Neville's Inner Vision
Isaiah 38:14 in Neville's approach reads as the inner conversation of the self pressed by circumstance and petitioning the I AM for relief. The crane, swallow, and dove are not birds to be rescued; they are allegories for your restless mental chatter and a heart that seeks lift from a higher awareness. When you say, 'mine eyes fail with looking upward,' you are not petitioning a distant deity; you are witnessing your own attention narrowing to the problem. In Neville's practice, you revise the scene by shifting from pleading to assuming the feeling of the fulfilled state.
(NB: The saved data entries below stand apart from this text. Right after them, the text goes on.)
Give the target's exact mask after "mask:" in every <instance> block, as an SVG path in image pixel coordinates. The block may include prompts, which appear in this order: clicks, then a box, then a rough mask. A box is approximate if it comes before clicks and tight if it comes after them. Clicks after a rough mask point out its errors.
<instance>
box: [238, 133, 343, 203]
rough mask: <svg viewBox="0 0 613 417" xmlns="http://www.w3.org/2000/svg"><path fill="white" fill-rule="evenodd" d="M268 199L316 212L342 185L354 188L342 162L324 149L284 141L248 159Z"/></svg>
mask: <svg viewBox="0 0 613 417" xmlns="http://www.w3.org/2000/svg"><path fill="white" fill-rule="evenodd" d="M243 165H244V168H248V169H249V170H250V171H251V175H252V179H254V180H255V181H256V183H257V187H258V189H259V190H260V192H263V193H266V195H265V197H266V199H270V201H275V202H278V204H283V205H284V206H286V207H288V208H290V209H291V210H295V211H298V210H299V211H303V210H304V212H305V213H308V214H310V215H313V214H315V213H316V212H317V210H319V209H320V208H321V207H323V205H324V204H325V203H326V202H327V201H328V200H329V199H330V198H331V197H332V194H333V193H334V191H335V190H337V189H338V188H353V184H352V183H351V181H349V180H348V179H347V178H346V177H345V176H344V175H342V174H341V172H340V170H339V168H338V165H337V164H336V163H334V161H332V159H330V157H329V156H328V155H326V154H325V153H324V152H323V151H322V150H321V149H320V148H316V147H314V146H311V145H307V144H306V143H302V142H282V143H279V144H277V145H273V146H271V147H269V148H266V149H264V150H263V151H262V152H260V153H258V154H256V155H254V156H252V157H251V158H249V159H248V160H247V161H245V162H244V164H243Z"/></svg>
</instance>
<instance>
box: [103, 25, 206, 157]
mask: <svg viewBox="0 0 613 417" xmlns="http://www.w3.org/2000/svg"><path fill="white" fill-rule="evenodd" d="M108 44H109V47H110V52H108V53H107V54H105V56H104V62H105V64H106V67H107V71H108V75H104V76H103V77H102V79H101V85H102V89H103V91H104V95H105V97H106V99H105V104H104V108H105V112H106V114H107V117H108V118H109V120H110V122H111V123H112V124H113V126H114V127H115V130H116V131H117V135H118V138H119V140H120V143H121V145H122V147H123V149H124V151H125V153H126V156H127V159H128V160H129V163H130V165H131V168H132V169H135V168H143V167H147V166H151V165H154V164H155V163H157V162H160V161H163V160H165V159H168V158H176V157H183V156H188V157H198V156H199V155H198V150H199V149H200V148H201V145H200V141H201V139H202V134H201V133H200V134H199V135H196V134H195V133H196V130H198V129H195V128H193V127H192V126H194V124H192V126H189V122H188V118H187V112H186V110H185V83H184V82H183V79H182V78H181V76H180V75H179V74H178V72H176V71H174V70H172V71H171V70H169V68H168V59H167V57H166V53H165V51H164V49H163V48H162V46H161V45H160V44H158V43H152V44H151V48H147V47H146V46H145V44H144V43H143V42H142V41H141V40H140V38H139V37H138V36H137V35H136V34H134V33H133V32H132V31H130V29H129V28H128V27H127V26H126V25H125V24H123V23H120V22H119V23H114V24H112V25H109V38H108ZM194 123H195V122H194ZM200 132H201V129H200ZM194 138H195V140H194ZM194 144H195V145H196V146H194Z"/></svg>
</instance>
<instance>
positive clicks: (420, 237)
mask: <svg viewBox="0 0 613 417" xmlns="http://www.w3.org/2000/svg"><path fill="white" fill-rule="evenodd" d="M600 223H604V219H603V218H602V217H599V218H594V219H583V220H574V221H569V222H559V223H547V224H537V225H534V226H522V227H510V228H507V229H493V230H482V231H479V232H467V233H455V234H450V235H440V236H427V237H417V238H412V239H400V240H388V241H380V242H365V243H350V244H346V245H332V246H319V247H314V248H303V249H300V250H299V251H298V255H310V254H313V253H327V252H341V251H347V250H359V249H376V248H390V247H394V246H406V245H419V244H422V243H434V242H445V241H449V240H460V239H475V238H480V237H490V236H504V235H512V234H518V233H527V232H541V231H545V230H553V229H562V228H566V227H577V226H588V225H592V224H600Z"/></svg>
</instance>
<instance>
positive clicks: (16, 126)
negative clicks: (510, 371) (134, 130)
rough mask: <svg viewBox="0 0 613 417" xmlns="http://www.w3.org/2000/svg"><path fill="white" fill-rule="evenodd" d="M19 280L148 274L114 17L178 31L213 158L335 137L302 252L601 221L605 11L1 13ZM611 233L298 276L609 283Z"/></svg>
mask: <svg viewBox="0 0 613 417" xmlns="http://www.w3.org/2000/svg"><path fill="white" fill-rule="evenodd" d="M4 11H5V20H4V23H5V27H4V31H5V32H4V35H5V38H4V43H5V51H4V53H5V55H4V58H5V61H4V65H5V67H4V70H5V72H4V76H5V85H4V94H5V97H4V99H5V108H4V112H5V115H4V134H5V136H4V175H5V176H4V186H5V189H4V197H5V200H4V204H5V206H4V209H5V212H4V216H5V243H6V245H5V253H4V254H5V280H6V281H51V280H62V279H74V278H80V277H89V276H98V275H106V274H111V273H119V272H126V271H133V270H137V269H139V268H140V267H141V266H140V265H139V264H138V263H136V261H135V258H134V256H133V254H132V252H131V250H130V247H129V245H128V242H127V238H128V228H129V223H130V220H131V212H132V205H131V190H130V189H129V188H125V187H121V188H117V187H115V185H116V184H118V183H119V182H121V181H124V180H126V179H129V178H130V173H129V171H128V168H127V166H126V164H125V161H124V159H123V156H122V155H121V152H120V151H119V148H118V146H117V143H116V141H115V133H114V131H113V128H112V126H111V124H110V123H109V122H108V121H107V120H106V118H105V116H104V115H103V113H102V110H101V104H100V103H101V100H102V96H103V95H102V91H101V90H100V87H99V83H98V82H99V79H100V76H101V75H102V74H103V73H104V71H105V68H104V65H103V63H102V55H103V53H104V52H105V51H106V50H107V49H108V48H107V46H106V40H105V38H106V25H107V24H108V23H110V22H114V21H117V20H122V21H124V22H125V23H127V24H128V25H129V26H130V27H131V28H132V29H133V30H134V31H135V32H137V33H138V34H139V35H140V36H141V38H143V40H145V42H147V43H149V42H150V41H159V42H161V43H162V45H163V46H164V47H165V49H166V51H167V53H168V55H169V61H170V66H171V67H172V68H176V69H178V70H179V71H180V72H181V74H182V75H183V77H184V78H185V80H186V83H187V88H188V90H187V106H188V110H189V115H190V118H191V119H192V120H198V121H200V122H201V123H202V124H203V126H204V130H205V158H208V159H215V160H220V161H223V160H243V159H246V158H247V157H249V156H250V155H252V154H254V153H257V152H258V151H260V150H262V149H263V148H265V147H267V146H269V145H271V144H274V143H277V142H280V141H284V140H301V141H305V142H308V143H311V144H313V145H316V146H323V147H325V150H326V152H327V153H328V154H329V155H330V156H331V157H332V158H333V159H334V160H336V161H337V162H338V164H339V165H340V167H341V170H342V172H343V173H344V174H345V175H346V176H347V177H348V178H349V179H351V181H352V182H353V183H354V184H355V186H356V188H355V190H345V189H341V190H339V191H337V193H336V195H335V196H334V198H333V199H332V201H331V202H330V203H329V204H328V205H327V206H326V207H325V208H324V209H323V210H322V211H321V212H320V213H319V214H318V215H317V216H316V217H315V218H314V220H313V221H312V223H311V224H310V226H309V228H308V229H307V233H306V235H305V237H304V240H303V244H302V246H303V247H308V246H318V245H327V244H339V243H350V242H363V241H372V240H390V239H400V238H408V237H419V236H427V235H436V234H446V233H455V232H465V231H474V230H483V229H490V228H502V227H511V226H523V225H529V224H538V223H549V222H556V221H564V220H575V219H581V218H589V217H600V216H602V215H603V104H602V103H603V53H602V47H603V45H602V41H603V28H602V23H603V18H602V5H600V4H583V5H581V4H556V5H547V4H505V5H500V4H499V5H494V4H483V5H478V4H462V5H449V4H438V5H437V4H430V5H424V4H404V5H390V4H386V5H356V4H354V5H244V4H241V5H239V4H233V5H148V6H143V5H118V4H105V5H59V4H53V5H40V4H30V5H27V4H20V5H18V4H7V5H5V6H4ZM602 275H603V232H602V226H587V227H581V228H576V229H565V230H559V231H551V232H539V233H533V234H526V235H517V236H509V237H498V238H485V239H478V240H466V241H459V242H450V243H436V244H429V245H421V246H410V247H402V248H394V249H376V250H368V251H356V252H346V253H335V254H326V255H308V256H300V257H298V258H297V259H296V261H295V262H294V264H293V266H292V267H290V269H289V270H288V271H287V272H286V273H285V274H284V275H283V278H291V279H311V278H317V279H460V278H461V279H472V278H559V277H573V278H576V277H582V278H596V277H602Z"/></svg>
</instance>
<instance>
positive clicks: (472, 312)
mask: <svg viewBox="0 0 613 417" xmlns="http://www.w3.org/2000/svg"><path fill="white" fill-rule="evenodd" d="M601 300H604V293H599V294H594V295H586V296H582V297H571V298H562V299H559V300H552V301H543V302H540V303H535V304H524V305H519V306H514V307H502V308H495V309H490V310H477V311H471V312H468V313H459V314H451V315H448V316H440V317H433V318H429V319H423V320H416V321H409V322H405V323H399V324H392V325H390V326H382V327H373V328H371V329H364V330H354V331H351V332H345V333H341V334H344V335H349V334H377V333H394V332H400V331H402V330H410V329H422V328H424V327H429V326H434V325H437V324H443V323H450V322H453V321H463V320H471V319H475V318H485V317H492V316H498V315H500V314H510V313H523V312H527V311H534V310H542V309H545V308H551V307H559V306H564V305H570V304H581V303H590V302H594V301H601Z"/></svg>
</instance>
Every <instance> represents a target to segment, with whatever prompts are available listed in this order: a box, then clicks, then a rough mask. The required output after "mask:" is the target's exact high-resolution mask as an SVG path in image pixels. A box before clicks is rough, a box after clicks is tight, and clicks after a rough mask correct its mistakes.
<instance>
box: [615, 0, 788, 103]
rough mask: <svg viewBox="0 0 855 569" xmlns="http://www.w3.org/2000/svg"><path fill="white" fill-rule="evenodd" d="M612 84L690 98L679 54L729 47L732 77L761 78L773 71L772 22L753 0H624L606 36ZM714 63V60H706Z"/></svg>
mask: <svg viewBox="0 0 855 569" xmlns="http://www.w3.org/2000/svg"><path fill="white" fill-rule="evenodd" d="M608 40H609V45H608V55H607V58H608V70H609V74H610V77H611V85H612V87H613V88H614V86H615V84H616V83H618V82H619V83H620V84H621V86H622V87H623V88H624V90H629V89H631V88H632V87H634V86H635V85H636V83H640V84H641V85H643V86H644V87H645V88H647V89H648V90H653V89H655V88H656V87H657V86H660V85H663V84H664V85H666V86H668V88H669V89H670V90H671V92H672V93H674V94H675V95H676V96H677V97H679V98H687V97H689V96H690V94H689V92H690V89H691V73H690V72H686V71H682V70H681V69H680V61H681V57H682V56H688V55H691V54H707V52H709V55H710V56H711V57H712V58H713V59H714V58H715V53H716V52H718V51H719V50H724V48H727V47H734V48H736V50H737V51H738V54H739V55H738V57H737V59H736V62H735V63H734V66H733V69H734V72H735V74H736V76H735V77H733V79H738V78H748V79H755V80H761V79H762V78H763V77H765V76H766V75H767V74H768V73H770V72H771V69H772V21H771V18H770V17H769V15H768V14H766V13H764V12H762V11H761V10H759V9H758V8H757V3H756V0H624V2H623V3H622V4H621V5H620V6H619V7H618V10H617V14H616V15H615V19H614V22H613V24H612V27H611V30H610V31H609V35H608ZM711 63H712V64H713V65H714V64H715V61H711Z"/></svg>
Move from 'O LORD, undertake for me' to the silent, confident declaration: I AM here; I, the I AM, undertake for myself. Ground your feeling in the present tense: you are already in the state of deliverance, nourished by the awareness that imagination creates reality. The oppressed state is a misperception of identity; shift your inner image until the outward appearances align with a healed, uplifted mind. As you dwell in that assumption, the inner bird of thought quiets; the outer world follows the inner, not the other way around.
Practice This Now
Close your eyes, breathe, and assume: I AM delivering me now. Feel the relief as a present tense sensation, and persist in that state until impressions change.